SEATTLE--When an expectant mom goes into labor, studies show having a doula in the room improves the outcome. But many women don't know what a doula is or where to find one.
Doulas are like a birth coach, providing moms-to-be with emotional and physical support before, during and after delivery. Swedish Medical Center just added 27 doulas to the staff, becoming the first in the state with its own paid, hospital based program. They expect it to lead to a drop in cesarean sections and the use of labor inducing drugs.
"The difference is huge," said Dr. Tanya Sorensen. As Swedish's Executive Director for Women's Services, she's been part of the effort to bring doulas on staff. "My own specialty is high risk obstetrics, and I think it's even more telling in those situations where there's somebody there who's completely focused on the patient and her experience as opposed to the medical part."
First time parents Clayton and Sara Kisko knew how they wanted to bring their son into the world, with music, candles, and a relaxed atmosphere. Six weeks before he was due, Xander threw that birth plan out the window.
"It was a very chaotic, crazy whirlwind situation," Sara said. She had preeclampsia and needed an emergency C-section. The couple said having doulas with them, kept them from being scared.

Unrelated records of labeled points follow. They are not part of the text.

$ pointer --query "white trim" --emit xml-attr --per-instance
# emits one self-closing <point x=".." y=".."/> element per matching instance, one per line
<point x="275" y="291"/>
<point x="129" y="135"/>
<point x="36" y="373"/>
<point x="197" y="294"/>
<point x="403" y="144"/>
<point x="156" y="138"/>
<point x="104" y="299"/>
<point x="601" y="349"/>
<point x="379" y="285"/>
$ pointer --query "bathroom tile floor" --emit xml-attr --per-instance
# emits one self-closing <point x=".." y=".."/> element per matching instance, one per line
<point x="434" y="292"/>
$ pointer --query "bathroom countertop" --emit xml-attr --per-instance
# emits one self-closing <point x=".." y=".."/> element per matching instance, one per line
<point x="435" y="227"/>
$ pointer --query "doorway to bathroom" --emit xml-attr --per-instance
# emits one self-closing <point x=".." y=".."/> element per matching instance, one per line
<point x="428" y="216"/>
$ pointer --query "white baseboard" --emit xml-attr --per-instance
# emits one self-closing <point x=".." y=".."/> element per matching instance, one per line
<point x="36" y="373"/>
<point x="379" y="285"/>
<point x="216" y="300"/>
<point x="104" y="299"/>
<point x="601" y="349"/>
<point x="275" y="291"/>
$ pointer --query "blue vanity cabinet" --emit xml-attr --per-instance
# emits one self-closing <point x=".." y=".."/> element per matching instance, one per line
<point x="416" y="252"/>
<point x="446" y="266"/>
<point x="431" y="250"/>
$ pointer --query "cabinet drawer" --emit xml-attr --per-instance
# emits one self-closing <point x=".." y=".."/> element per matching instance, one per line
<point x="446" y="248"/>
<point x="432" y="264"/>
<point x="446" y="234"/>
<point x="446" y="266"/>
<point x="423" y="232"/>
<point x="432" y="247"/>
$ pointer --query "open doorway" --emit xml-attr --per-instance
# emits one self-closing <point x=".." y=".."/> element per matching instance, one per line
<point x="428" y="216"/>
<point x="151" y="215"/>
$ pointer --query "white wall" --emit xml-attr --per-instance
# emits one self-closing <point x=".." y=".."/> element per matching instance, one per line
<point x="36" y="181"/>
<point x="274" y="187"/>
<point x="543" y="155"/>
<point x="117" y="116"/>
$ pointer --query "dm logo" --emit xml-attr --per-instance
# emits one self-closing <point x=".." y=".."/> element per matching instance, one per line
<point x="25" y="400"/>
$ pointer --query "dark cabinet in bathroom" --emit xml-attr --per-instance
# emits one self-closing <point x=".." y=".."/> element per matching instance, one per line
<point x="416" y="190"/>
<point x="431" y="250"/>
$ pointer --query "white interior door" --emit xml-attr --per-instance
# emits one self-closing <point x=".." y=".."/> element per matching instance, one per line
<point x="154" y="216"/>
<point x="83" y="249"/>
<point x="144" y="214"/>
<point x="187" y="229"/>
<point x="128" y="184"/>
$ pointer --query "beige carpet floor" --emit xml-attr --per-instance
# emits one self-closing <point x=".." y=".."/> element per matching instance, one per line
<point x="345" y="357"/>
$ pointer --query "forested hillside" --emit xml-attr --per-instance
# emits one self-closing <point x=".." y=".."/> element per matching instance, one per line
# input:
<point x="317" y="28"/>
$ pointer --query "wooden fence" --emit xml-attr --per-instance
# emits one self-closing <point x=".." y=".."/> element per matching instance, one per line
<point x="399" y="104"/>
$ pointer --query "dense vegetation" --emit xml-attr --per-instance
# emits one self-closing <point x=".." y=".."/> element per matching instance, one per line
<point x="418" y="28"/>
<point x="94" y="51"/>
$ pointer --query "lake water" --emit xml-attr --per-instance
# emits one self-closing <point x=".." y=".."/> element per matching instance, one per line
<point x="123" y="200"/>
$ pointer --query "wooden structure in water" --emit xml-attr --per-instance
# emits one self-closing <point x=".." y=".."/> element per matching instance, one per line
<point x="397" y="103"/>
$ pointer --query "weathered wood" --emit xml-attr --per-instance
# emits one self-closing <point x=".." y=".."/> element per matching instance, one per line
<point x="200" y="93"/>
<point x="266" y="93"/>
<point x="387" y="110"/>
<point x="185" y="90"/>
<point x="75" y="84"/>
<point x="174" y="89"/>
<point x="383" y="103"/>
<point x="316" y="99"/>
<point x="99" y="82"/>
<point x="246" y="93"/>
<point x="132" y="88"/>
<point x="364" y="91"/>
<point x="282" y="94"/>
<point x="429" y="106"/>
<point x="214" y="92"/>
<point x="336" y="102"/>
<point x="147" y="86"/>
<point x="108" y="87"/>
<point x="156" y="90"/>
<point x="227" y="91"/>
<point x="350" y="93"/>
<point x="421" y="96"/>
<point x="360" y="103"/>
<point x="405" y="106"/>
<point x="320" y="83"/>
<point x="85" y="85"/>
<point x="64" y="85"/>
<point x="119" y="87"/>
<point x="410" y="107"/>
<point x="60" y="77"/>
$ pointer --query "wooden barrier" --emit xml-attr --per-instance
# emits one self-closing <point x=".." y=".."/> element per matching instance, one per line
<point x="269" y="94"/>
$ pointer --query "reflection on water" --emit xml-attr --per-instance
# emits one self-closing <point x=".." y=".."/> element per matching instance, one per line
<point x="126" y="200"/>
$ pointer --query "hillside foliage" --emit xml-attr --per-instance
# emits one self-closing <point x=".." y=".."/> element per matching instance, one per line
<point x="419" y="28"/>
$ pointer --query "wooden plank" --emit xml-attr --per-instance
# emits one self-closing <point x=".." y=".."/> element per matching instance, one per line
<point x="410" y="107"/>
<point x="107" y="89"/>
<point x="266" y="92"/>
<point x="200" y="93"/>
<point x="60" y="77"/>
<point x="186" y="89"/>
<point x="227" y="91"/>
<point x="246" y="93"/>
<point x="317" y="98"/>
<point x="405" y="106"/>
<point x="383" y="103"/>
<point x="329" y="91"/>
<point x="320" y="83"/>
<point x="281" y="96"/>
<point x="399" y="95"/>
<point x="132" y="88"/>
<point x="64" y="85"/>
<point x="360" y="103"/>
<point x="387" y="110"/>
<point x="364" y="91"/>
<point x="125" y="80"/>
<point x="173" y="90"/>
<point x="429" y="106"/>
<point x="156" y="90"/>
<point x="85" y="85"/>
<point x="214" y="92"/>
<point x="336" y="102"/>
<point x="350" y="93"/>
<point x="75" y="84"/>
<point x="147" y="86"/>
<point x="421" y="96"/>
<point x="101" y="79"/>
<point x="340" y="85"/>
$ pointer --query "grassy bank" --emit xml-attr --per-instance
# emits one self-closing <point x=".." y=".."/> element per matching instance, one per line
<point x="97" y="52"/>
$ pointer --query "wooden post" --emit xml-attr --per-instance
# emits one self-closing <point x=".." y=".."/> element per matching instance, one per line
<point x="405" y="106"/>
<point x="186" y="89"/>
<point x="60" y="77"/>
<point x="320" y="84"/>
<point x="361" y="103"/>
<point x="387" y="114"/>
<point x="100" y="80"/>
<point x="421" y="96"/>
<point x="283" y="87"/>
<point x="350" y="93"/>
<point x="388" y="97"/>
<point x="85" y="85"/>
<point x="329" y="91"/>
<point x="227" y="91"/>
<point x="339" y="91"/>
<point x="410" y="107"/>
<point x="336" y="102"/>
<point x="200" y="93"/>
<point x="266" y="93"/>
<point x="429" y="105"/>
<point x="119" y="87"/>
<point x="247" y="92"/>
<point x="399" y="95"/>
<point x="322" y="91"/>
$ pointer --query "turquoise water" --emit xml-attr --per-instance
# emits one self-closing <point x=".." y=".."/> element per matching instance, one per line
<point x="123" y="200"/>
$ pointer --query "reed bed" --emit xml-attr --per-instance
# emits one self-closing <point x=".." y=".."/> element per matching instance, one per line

"It felt like things slowed down and we were able to take it in and because of it, we remember it fondly," Clayton said. "I don't know how we could have done it without them."
"To have somebody there to help you through contractions, to decipher what the doctor's saying and just to make you feel like you are part of your birth," Sara said.
Trina Williams is one of the new doulas at Swedish. "It'll be a good example for other hospitals around the country to see it's a benefit and not a hindrance," Williams said. She's already worked two births, including a teenage mother. "Her family was there, but she needed someone who was there for her," Williams sadi. "Everyone else in the room was emotional, excited, figuring out what was going on. So I was able to be there to comfort her, ease her anxiety about the situation."
If the Kiskos become second time parents, they say they'll definitely stick to at least one part of the birth plan - having their doulas.
"Can we tell how much we love them both, so much? I love them," Sara said.
Doula services range from $500 to $2,000 at Swedish, depending on experience. Parents can also still bring their own outside doula to a birth.